4. Systemic / Sociotechnical Safety

The article highlights a critique that the misuse-vs-accidents framing is incomplete. Citing Zwetsloot and Dafoe: the relevant causal chain is much longer — risks arise from structural factors like competitive pressure, diffusion of harms, fast-paced development, uncertainty, and inadequate safety culture.

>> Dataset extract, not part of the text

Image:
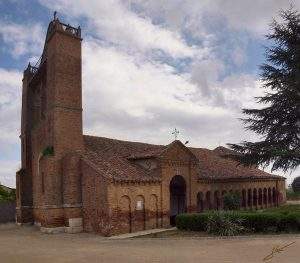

The STAMP risk-analysis framework treats organizational safety culture as central.

Sociotechnical interventions include:

  • Cyber defense — AI for defense to counter offensive imbalance; protecting model weights from theft (relevant to information-security).
  • Improving institutional decision-making — AI forecasting and advisory systems; analogy to Cold War close calls.
  • Facilitating cooperation — avoiding race-to-the-bottom dynamics; designing AI agents that interact well as autonomy increases.

Governance Detail

The article’s governance section adds substantial concrete material to ai-governance:

  • Local vs global solutions framing.
  • Foundational research: AI compared to electricity and the steam engine; Allan Dafoe (DeepMind head of long-term governance) on the necessity of pre-deployment caution under competitive pressure.
  • Standards and audit gaps: lack of widely accepted methods, ambiguity in requirements, weak industry safety culture.
  • Operational frameworks: Nvidia Guardrails, Llama Guard, Preamble, Claude’s Constitution — runtime guardrails against prompt injection.
  • Philosophical: deontological ethics as alignment framework, with critics suggesting alternatives.
  • Government action timeline: NSCAI 2021 report; NIST AI Risk Management Framework (“development and deployment should cease… until risks can be sufficiently managed” for catastrophic-risk situations); China 2021 ethics guidelines; UK 2021 National AI Strategy; UK 2023 summit; UN 2024 resolution on safe/secure/trustworthy AI; UK Systemic AI Safety Fast Grants (£8.5M); AI Seoul Summit; Biden-Xi nuclear-AI commitment; NDAA §1638; CeSIA red-lines call; Trump 2025 executive order.
  • Corporate self-regulation: third-party auditing, bug bounties, AI incident database, info-security improvements; Cohere/OpenAI/AI21 best practices for LLM deployment; OpenAI charter’s “stop competing, start assisting” clause; Asilomar Principles signed by Hassabis (DeepMind), LeCun (Meta).
  • Nonprofit landscape: Alliance for Secure AI, FLI, Public First Action functioning as Silicon Valley watchdogs; opposing industry groups like Leading the Future advocating deregulation.

Tensions With Wiki’s Existing Coverage

A few notable contrasts:

  • The wiki, via ai-risk-arguments and 2501.04064v1, treats existential risk arguments as a focused topic of formal critique. The Wikipedia article presents x-risk as one of several research motivations alongside near-term harms — closer to the wiki’s near-term-harms-vs-x-risk integrationist framing.
  • The article cites Andrew Ng’s 2015 “overpopulation on Mars” dismissal alongside stuart-russell’s “better to anticipate human ingenuity than underestimate it” — a useful rhetorical balance that the wiki’s existing AI-safety pages largely lack.
  • The article’s governance content is more institution- and event-focused (summits, reports, EOs) than the wiki’s strategy-focused coverage (Aschenbrenner, Bostrom, Karnofsky on “the project”).